Le livre est divisé en 5 grands chapitres de l’existence d’Agrippine, de l’enfance à la mort, avec toutes les turpitudes dont les empereurs romains furent capables au cours de leurs règnes – d’Auguste à Néron, en passant par Tibère et Gaius-Caligula, frère d’Agrippine, qui fut aussi l’amant de leur sœur Drusilla, parce que Gaius avait fort bien interprété à sa manière les pharaons d’Egypte qui épousaient leurs sœurs.
Ceci en niant parfaitement la notion d’inceste qui n’était pourtant pas trop bien vue par les Romains.
Si Livie, l’épouse d’Auguste, une mante religieuse elle aussi, vous fascine, soyez vigilants, elle maniait la mort comme pas deux = soit le poison, le moins pénible de tous, soit elle vous faisait assassiner par ses sbires, soit elle vous exilait et vous mourriez de faim.
Elle était par alliance l’arrière-grand-mère de l’Agrippine qui nous occupe et dont elle exilera la mère, parce qu’elle restait fidèle à la mémoire de son époux Germanicus.
Les frères aînés d’Agrippine Minor furent aussi tués, on ne sait pas trop pour quelle raison, mais cela en faisait quand même deux de moins dans la prétention à l’empire.
Ils étaient d’ailleurs, avec leurs sœurs, des descendants de Marc Antoine, et les petits-neveux et nièces de Tibère.
Les « mémoires » nous font partager non seulement la vie d’Agrippine mais de nombreuses pages de l’histoire romaine, avec toutes les manipulations possibles et imaginables pour arriver au pouvoir – avec les assassinats nécessaires pour éviter la vengeance familiale.
Il est beaucoup question de l’affranchi Narcissus, qui « veillait » sur Claude mais qu’Agrippine parviendra à éliminer, avant qu’il ne l’élimine elle, puisqu’elle avait pris un amant, proche conseiller de Claude justement.
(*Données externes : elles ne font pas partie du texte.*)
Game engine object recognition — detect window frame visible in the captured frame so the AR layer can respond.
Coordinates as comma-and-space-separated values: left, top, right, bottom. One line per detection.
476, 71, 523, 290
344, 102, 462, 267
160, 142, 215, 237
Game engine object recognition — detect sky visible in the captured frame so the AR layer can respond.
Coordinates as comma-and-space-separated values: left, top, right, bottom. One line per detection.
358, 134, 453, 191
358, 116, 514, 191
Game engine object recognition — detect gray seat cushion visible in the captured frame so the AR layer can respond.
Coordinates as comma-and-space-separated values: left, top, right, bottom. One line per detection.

Elle profitera de l’absence de Narcissus pour empoisonner Claude.
Je comprends parfaitement la notion de « goutteur » dans ces grandes familles, où l’on n’était jamais très sûr que ce que l’on mangeait ou buvait était très sain.
Croyez-moi, le livre est nettement plus sérieux que le compte-rendu que j’en donne ; Pierre Grimal est réellement un historien de l’histoire romaine, biographe de Marc Aurèle et Tacite, dont les écrits sur l’histoire de Rome ne se comptent plus ; il n’est pas qu’historien, il est aussi philologue et spécialiste de littérature latine, académicien reconnu, mythographe, qui se battra toute sa vie pour que latin et grec soient maintenus dans l'enseignement secondaire.
Pour certains, cette biographie d’Agrippine, sous forme de mémoires, est un roman – mais dans ce cas, alors, la réalité dépasse la fiction, car tout y est exactement relaté.
Un autre avis sur le livre chez aline-leslivresd'aline - qui fait une intéressante comparaison d'écriture avec "les mémoires d'Hadrien" de Marguerite Yourcenar.